En estos tiempos, para que el equipo Venezuela pudiera consagrarse máximo goleador del Mundial, obtener un duodécimo balón de oro y sellar la gloria en el minuto catorce del segundo tiempo extra, representa la precisión absoluta de anotar los cinco goles decisivos en la tanda de penales o la hazaña del arquero deteniendo el disparo cuando la tanda está 5 a 4. Para el sentimiento popular, este logro que quiero expresar, alcanzaría la dimensión mítica de ver a la vinotinto venezolana ir a su primera Copa Mundial.
Más allá del juego y consignas, la verdadera copa que el ciudadano común anhela disputar la jugamos en el complejo tablero de la economía y geopolítica internacional, en aquella prórroga del juego donde el tiempo se estira y la tensión calcina el espíritu. El ciudadano común no espera espectáculos de fintas ni que le piten un fuera de juego… anhela el zarpazo definitivo en el minuto final del alargue.
Ese impacto no son metas en el césped del campo: es la estabilización del dólar, detener la marcha continua ascendente para que el aliento popular no se pierda en la asfixia de la inflación.
Eliminar embargos, sanciones, bloqueos económicos y retención de capitales financieros del Estado venezolano que funcionan como el ataque de los delanteros del equipo rival, jugando con doce jugadores más los árbitros, trampa que continúa desfigurando el campo de juego.
Quitar el bloqueo económico no implica tregua; constituye el primer penalty atajado por el arquero soberanía. La autodeterminación de los pueblos, recuperación de los recursos y retorno de los capitales injustamente retenidos en el exterior, representan un trofeo más valioso que cualquier balón de oro o ayuda humanitaria, porque el peso no está en el oro ni en la ayuda, se encuentra en la sangre que está transitando nuestras calles.
Mientras tanto, las narrativas de país de narcotraficantes, ser “amenaza inusual y extraordinaria” se convierten en arbitraje parcializado que silba faltas inexistentes. La ayuda humanitaria no debe ser regalo condescendiente próximo a ser cobrado a mediano o largo plazo: tiene que ser el ejercicio cotidiano de paz soberana.
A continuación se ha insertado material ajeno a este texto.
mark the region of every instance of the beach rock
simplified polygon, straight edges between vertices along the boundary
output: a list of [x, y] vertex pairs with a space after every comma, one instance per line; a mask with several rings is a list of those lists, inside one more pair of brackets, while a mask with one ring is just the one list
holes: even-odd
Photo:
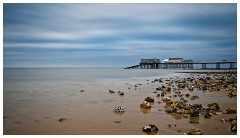
[[187, 97], [187, 98], [188, 98], [189, 96], [190, 96], [190, 95], [189, 95], [188, 93], [187, 93], [187, 94], [185, 94], [185, 97]]
[[195, 100], [195, 99], [198, 99], [199, 97], [197, 95], [193, 95], [190, 99], [191, 100]]
[[187, 134], [188, 135], [202, 135], [203, 132], [198, 128], [194, 128], [194, 129], [191, 129]]
[[190, 107], [192, 109], [198, 109], [198, 110], [201, 110], [202, 109], [202, 104], [190, 104]]
[[174, 109], [171, 108], [171, 107], [168, 107], [167, 109], [165, 109], [165, 112], [166, 112], [166, 113], [173, 113], [173, 112], [174, 112]]
[[209, 119], [209, 118], [211, 118], [212, 117], [212, 114], [211, 113], [206, 113], [205, 115], [204, 115], [204, 118], [207, 118], [207, 119]]
[[161, 92], [161, 96], [163, 97], [165, 95], [165, 93], [164, 92]]
[[226, 110], [226, 114], [234, 114], [234, 113], [237, 113], [237, 111], [236, 111], [236, 110], [233, 110], [232, 108], [228, 108], [228, 109]]
[[218, 103], [212, 103], [207, 105], [209, 110], [220, 110]]
[[232, 120], [232, 122], [230, 123], [231, 125], [231, 131], [232, 132], [237, 132], [237, 120]]
[[228, 93], [229, 98], [236, 97], [236, 96], [237, 96], [237, 94], [235, 92]]
[[114, 123], [120, 124], [120, 123], [122, 123], [122, 121], [114, 121]]
[[168, 127], [171, 128], [171, 127], [176, 127], [177, 125], [176, 124], [168, 124]]
[[190, 111], [190, 116], [191, 116], [191, 117], [197, 117], [197, 116], [199, 116], [199, 110], [196, 109], [196, 108], [192, 109], [192, 110]]
[[111, 90], [111, 89], [109, 89], [108, 91], [109, 91], [109, 93], [115, 93], [115, 92], [114, 92], [113, 90]]
[[183, 103], [188, 102], [188, 101], [187, 101], [186, 99], [184, 99], [184, 98], [180, 98], [180, 101], [183, 102]]
[[145, 98], [145, 101], [147, 101], [147, 102], [154, 102], [154, 98], [146, 97], [146, 98]]
[[148, 124], [148, 125], [143, 126], [143, 131], [144, 132], [157, 132], [158, 127], [155, 126], [154, 124]]
[[124, 110], [123, 107], [118, 106], [118, 107], [114, 108], [113, 112], [115, 112], [115, 113], [123, 113], [123, 112], [125, 112], [125, 110]]
[[167, 92], [170, 92], [170, 91], [171, 91], [171, 87], [167, 87], [167, 88], [166, 88], [166, 91], [167, 91]]
[[67, 120], [67, 118], [59, 118], [58, 119], [59, 122], [62, 122], [62, 121], [65, 121], [65, 120]]
[[191, 120], [191, 121], [189, 121], [188, 123], [190, 123], [190, 124], [198, 124], [199, 121], [197, 121], [197, 120]]
[[124, 95], [124, 92], [118, 91], [119, 95]]
[[140, 103], [140, 107], [151, 108], [151, 104], [147, 101]]

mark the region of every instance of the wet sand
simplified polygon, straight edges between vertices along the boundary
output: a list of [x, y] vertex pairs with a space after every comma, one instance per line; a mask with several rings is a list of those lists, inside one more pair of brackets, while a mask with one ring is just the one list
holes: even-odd
[[[201, 88], [194, 86], [200, 78], [207, 85], [204, 90], [201, 87], [203, 84], [200, 84]], [[161, 82], [159, 82], [160, 79]], [[221, 79], [223, 80], [221, 84], [211, 86], [213, 82]], [[194, 86], [193, 90], [189, 90], [186, 86], [179, 88], [180, 82]], [[164, 96], [157, 96], [166, 91], [164, 88], [156, 90], [162, 86], [171, 87], [171, 90]], [[220, 88], [215, 90], [217, 86]], [[9, 111], [7, 114], [4, 113], [3, 117], [3, 133], [6, 135], [143, 135], [146, 134], [142, 131], [143, 126], [154, 124], [159, 129], [156, 132], [158, 135], [183, 135], [193, 128], [200, 129], [204, 135], [236, 135], [237, 133], [231, 130], [231, 121], [228, 120], [236, 119], [237, 114], [225, 114], [228, 108], [237, 110], [237, 97], [228, 96], [230, 92], [237, 93], [234, 88], [237, 88], [236, 73], [176, 73], [168, 77], [115, 79], [87, 84], [87, 86], [79, 87], [78, 91], [43, 98], [43, 101], [52, 100], [51, 104], [34, 101], [34, 99], [35, 105], [29, 108], [21, 107], [26, 105], [19, 104], [18, 110], [24, 110], [21, 114], [20, 111], [11, 111], [9, 107]], [[109, 93], [109, 89], [115, 93]], [[118, 91], [124, 92], [124, 95], [118, 95]], [[176, 91], [180, 91], [183, 96], [176, 95]], [[185, 94], [190, 96], [186, 97]], [[198, 98], [191, 100], [193, 95], [197, 95]], [[140, 107], [140, 103], [148, 96], [154, 98], [151, 108]], [[166, 103], [162, 99], [168, 96], [172, 96], [173, 103], [184, 98], [187, 100], [187, 106], [202, 104], [204, 108], [208, 108], [208, 104], [217, 103], [220, 110], [211, 111], [212, 117], [210, 118], [205, 118], [204, 114], [190, 117], [189, 113], [176, 113], [176, 111], [167, 113]], [[26, 99], [22, 99], [22, 102], [24, 100]], [[114, 113], [113, 109], [117, 106], [124, 107], [125, 112]], [[185, 114], [188, 115], [187, 118], [184, 117]], [[198, 123], [189, 123], [193, 120]]]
La vinotinto venezolana no necesita un Mundial de vitrinas y redes sociales, requiere el campeonato de la cotidianidad, donde el pan no sea prórroga interminable; la hazaña genuina radica en que el purasangre de la economía domine sin jinetes extranjeros —especialmente el llamado dólar—. El mejor gol, entonces, será aquel que devuelva la pelota al pie del pueblo para el rescate del bienestar común.